Si respira ancora una volta una sensazione di eterna beata incompiutezza nel nuovo terzo album del trio di Brooklyn, alle prese con una tutt’altro che sconosciuta disciplina, probabilmente la difficoltà ad essere coerenti con l’universo immaturo e per definizione incompiuto della giovinezza.

Credit: Shervin Lainez

“Strange disciple” pertanto non sorprende ma conferma quanto di buono i Nation of Language ci avevano fatto conoscere sin qui, servendoci un piatto di gradevoli canzoni, che non fanno fare il salto di qualità che rimane ancora inatteso e forse solo rinviato o forse chissà anche improbabile, visto il tono e i riferimenti immutati dell’album, che rimane totalmente nelle corde di un atmosfera primi anni 80: non ci si discosta per capirsi da un livello di revival del new romantic dei new romantic, pantaloni con pence e ciuffetto che neanche Jim Kerr in “Love song”, una voce prestata alla musica di Ian Devaney che rimane simile a sè stessa per tutto l’album in questa sua solitaria prova interpretativa, a tratti indolente e monocorde da diventare uno dei punti di maggiore identificazione della band, capace di rendere invece con il suo non entusiasmante timbro una parvenza di solido attaccamento emotivo ai brani.

Ci sono poi alcuni movimenti a latere rispetto al synth pop tout court fin qui esibito dai tre, che rilanciano atmosfere slow core in “Swimming in the shallow sea”, nervosismo primi Blondie in “Surely I can’t wait”, ritmi da Joy Division tirati in “Stumbling Still”, mentre rimangono per fortuna il marchio di fabbrica in episodi come l’hit “Too Much Enough” e l’iniziale “Weak in your light”.
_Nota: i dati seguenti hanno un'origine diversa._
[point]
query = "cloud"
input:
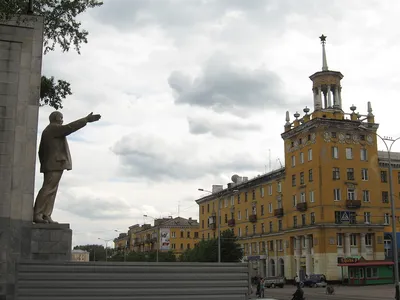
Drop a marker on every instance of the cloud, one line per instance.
(218, 128)
(224, 87)
(93, 205)
(156, 158)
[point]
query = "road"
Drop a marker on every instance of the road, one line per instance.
(381, 292)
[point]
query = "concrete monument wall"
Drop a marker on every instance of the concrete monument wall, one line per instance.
(20, 74)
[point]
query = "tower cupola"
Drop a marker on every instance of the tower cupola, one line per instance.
(326, 85)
In generale, si avverte una maggiore cura nella composizione dei brani, pur rimananendo dentro canoni molto battuti ed esplorati da un pletora di gruppi similari, ma è sempre un piacere che non trova rimedio nè termine l’ascolto di queste band alla prova del nuovo passaggio della loro synthetica evoluzione; certo, la prossima vota magari si cresce ancora un pochino e magari si cambia l’esecutore dell’art work, che nella copertina di “Strange Disciple” raggiunge vette di elevata inadeguatezza, per usare un eufemismo.